Subjects and methods: In a randomized, double-blind, placebo-controlled trial, the effects of carni Q-gel (2250 mg/d L-carnitine and 270 mg/d hydrosoluble ubiquinol) were examined for 12 weeks. Thirty-one patients with heart failure received intervention (group A) and another 31 patients served as controls (group B). Serum levels of interleukin (IL)-6, tumour necrosis factor (TNF)-alpha and IL-10 could be studied among 29 patients in each group. Statistical analysis was conducted by analysis of variance and chi square test.
Results: Echocardiographic ejection fractions were lower at baseline (38.8 + 7.6 vs. 39.3 + 6.7% in the intervention and control groups, respectively) among both group of patients, indicating class II-IV heart failure.
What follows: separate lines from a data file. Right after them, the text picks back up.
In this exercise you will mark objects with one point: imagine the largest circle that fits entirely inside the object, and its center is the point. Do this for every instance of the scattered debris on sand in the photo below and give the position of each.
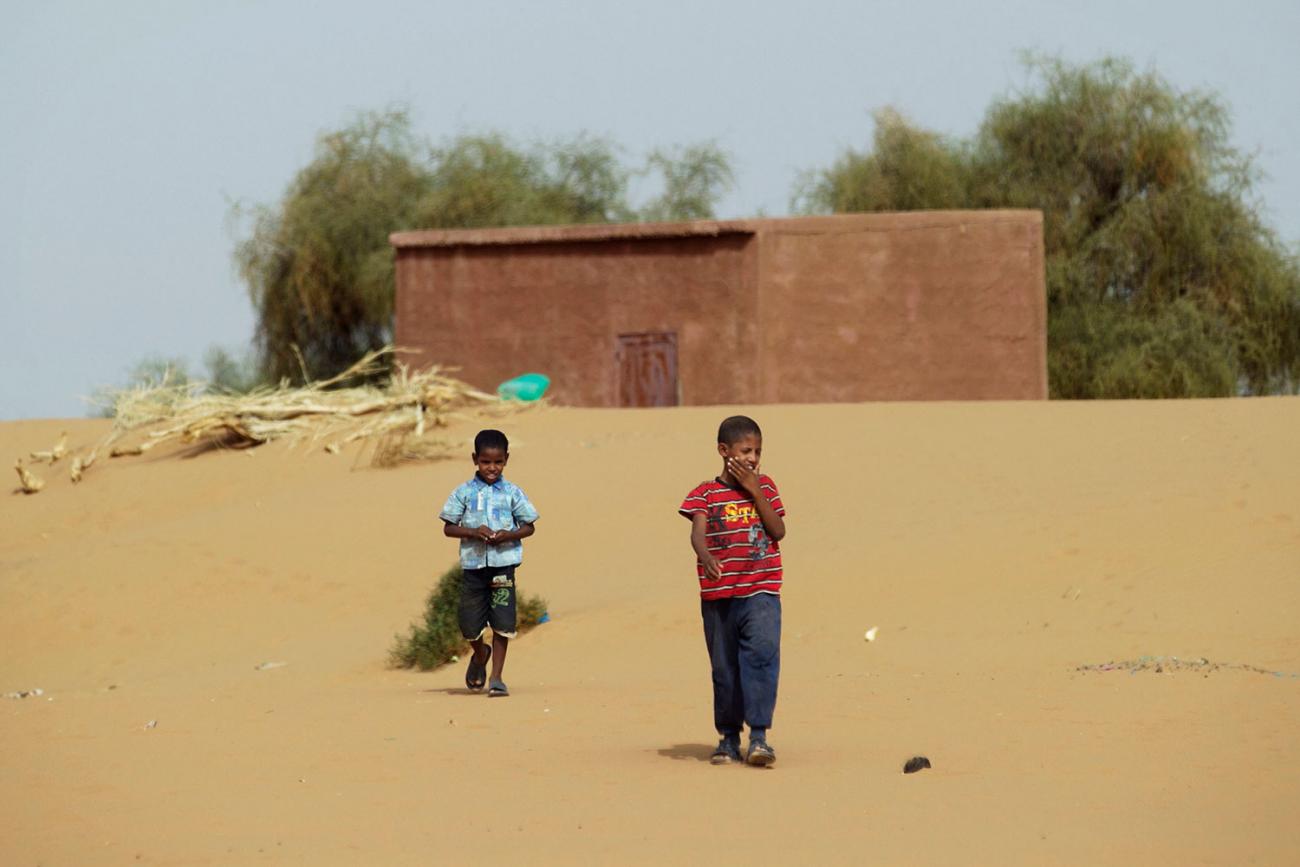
(1161, 664)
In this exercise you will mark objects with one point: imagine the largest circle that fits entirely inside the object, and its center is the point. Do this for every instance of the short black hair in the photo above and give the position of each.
(490, 438)
(736, 428)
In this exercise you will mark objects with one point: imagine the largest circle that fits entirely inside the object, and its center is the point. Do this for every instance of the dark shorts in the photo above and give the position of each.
(488, 599)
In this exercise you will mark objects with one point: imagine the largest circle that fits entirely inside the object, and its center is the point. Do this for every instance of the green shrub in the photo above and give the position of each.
(436, 641)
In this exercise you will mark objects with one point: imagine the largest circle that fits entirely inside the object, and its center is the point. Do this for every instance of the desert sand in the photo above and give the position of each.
(1005, 551)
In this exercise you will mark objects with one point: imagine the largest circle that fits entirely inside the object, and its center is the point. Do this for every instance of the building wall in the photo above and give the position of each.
(930, 306)
(557, 308)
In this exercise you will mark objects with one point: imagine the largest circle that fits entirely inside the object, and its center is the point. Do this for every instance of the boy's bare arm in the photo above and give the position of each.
(523, 532)
(488, 534)
(700, 542)
(456, 532)
(748, 480)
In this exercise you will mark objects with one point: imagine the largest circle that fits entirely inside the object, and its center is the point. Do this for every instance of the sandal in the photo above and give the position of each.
(761, 755)
(476, 673)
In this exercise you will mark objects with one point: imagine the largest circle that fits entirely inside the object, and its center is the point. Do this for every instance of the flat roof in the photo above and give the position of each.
(702, 228)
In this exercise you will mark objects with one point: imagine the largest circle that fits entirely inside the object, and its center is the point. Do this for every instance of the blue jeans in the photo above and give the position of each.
(744, 638)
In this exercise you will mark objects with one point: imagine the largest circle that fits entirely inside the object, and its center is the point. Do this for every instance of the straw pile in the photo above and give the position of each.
(397, 414)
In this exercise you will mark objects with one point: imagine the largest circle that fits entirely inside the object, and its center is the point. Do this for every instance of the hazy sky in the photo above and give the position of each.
(128, 129)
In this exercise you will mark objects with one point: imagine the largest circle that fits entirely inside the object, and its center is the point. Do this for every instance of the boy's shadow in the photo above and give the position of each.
(697, 751)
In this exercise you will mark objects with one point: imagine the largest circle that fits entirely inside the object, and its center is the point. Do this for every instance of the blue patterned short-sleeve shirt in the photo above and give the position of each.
(502, 506)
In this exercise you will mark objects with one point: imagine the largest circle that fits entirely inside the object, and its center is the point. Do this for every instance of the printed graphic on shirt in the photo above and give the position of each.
(736, 537)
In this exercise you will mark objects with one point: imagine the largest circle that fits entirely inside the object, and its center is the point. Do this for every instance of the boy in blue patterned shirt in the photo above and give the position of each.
(489, 515)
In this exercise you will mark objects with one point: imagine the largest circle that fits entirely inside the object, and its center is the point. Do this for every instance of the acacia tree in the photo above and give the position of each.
(319, 265)
(1161, 280)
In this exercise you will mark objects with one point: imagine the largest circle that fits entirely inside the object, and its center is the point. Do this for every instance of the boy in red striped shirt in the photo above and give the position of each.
(736, 523)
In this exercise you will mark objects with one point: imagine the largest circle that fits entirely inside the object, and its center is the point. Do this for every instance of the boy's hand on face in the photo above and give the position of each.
(744, 476)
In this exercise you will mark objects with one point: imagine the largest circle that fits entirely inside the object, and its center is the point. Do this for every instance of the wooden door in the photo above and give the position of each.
(648, 369)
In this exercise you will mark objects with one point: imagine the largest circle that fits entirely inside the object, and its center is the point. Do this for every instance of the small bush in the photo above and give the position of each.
(433, 642)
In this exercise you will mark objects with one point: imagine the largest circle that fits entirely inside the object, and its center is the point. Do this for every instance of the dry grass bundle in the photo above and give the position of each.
(397, 412)
(27, 484)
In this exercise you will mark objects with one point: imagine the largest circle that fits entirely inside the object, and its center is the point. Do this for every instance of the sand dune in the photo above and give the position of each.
(997, 546)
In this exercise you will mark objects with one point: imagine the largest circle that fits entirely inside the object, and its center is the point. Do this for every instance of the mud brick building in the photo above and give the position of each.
(924, 306)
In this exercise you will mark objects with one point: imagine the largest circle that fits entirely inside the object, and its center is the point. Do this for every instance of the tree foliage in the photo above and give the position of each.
(1161, 278)
(319, 265)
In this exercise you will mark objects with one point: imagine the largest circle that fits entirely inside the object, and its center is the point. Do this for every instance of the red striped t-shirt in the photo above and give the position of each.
(750, 558)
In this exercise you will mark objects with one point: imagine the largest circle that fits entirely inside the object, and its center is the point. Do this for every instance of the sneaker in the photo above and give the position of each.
(727, 751)
(759, 754)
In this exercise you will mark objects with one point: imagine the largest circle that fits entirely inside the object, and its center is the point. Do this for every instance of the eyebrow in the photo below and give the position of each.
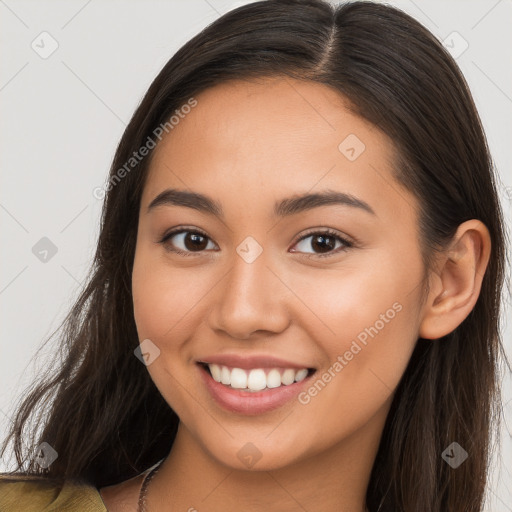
(284, 208)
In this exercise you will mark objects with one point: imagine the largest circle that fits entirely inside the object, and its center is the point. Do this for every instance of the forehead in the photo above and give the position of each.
(247, 140)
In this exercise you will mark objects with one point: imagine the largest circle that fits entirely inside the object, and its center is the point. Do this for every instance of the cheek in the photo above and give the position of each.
(367, 327)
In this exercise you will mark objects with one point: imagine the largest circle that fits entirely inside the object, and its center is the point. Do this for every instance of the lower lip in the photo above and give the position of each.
(248, 402)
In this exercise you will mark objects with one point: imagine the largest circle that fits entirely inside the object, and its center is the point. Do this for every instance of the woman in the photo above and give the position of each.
(295, 299)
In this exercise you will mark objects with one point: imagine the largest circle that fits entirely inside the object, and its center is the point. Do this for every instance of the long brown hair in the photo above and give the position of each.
(105, 417)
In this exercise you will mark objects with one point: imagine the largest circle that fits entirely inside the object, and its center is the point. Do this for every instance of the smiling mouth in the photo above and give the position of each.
(257, 379)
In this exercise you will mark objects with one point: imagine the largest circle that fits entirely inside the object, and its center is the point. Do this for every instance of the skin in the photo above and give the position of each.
(247, 145)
Serum concentration of interleukin-6 (IL-6), a pro-inflammatory cytokine, was high (18.7 +/- 5.8 vs. 15.0 +/- 3.3 pg/ml, normal 0.0-3.9) and IL-10 (anti-inflammatory) was normal (3.4 +/- 1.5 vs. 2.9 +/- 1.0 pg/ml, the normal range is 1.5-3.1 pg/ml) in both groups at baseline. After 12 weeks, there was a marked reduction in IL-6 in the intervention group without such changes in the control group (7.6 +/- 1.5 vs. 11.4 +/- 2.5 pg/ml, P < 0.01. IL-10 showed only the non-significant decrease in both groups from the baseline levels (3.2 +/- 1.0 vs. 2.8 +/- 0.9 pg/ml). TNF-alpha, which was comparable at baseline (17.6 +/- 4.3 vs. 20.0 +/- 5.3 pg/ml), also showed a greater decline in the carni Q-gel group compared to the placebo group (12.5 +/- 3.3 vs. 17.2 +/- 3.2 pg/ml, P < 0.05). Baseline serum CoQ levels (0.21 +/- 0.11 vs. 0.19 +/- 0.10 microg/ml) were low; however, after 12 weeks, serum CoQ showed a significant increase in the carni Q-gel group as compared to the control group (2.7 +/- 1.2 and 0.76 +/- 0.14 microg/ml, respectively). After 12 weeks of treatment, the quality of life visual analogous scale revealed that dyspnoea, palpitation and fatigue, (NYHA class II-III-IV), which were present at rest in all patients at baseline, showed beneficial effects in the intervention group compared to the placebo group. The six-minute walk test showed that there was a significant greater benefit in walking, from the baseline distance in the intervention group (208 +/- 15.8 vs. 281 +/- 20.6 metres, P < 0.02) compared to the placebo group (218.4 +/- 17.6 vs. 260.7 +/- 19.3 metres, P < 0.05). The symptom scale indicated that the majority of patients showed improvement in the intervention group compared to the control group (28 vs. 16 patients, respectively, P < 0.05). Three patients in the intervention group had nausea and vomiting, which were controlled with symptomatic treatment.
Conclusions: These findings indicate that treatment with ubiquinol + L-carnitine can cause a significant reduction in the pro-inflammatory cytokines that are neurohumoural precursors related to sympathetic and parasympathetic activity, which is impaired in patients with heart failure. There was no adverse effect on IL-10. There was a significant improvement in quality of life as well as decrease in NYHA-defined heart failure.